Qu’il soit fan ou néophyte, le visiteur se balade entre les différents tableaux traitant des différents genres SF. On commence par un préambule sur ce qu’est la SF avec une citation fort à propos du maître Asimov : « On peut définir la science-fiction comme la branche de la littérature qui se soucie des réponses de l’être humain aux progrès de la science et de la technologie ». Après cette courte introduction, tout y passe ! Le premier plateau s’intéresse à la traversée de l’espace et du temps : la conquête de la Lune tout d’abord avec des œuvres datant de de l’an 180 tandis que la réalité n’a rejoint la fiction qu’en 1969 (enfin paraît-il), ensuite Mars et les combinaisons imaginées dans la littérature, dans le cinéma  et même une vraie combinaison (et hop quelques pièces magnifiques déjà) puis la conquête de l’univers et le genre space-opéra, rien que ça… Au centre trône une magnifique réplique à l’échelle 1:1 du Viper de BSG et ensuite des manuscrits de Bordage, de Wul, de Genefort et des story-boards de Star Wars ! Bref, un premier plateau magnifique et qui pourtant va laisser sa place à quelque chose d’encore mieux.

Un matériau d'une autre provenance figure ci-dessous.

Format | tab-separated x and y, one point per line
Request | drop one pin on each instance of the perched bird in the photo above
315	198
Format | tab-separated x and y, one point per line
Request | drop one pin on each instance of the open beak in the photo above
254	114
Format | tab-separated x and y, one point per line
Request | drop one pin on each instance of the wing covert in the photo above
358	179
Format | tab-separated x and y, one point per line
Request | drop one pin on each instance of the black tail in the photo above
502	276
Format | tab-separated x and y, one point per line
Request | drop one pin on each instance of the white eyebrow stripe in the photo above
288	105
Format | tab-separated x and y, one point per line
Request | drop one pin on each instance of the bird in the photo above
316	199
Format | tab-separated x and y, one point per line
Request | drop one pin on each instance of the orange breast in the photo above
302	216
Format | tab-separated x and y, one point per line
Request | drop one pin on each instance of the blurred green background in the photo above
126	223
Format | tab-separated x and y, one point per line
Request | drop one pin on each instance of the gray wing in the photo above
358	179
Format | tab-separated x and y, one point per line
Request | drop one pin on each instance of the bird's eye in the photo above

© eppdCSI / T. Shimmura / A. Robin / A. Robin

Car la suite, ce sont les sociétés imaginées dans la science-fiction et là, le genre ne manque clairement pas d’imagination ni de réflexion sur nos maux contemporains… Ce sont les robots qui sont traités en premier, de manière très complète d’ailleurs (avec un exemplaire original de R2-D2) et ensuite un élément qui va bien avec eux : l’enfer des villes, souvent très présent en SF. Quelques pièces du Cinquième Élément et de Blade Runner sont là pour illustrer ces mégalopoles dantesques où l’homme se perd et voit ses démons réapparaître… une transition parfaite pour parler des dystopies comme le Meilleur des Mondes, Fahrenheit 451 ou 1984. Bonheur inaccessible, monde sous contrôle, une tendance très nette de la SF que de noircir le futur de manière horriblement tangible, une tendance que n’apprécie pas la néophyte qui m’invitait !

© eppdCSI / A. Robin

J’espère simplement que cette exposition lui aura montré que plutôt que d’inventer des mondes noirs, la SF se contente souvent de parler au futur des problèmes d’aujourd’hui. D’ailleurs, la suite s’attache au cyberpunk et à son œuvre majeure : Neuromancien et son adaptation un poil libre, Matrix, qui gagne une salle où la matrice est projetée tandis que des costumes et pièces du film (mais aussi un costume de Tron !) sont en vitrine juste à côté. Enfin, le clonage, la maîtrise du génome et les sociétés guerrières à la Starship Troopers (une maquette du film…) sont rapidement traités… là-aussi des thèmes récurrents dans la SF. Dernière étape avant de finir, nos amis les aliens et cette splendide reproduction d’un Alien justement et d’une quantité de personnages bien connus de l’imaginaire SF : Cinquième Élément, Star Wars, la Planète des Singes, Men in Black, etc.

© eppdCSI / A. Robin / JP. Attal / A. Robin

Alors, verdict ? Le fan de SF n’apprendra pas grand chose. Le néophyte en revanche va en apprendre beaucoup… Reste que le fan va quant à lui trimbaler une demie-molle – pardonnez-moi l’expression – pendant l’intégralité de l’exposition tant son contenu est – petite liste – bien choisi, complet, gavé de pièces uniques, tout à fait enthousiaste sur le genre et pas du tout critique sur ce qui fut longtemps considéré comme une sous-littérature. En clair la Cité des Sciences et la BNF ont fait un boulot remarquable et toute personne un tant soit peu curieuse (ne parlons pas des fans… s’ils n’y vont pas, ils ont raté leur vie) a intérêt à aller découvrir cette belle expo avant le mois de juillet 2011.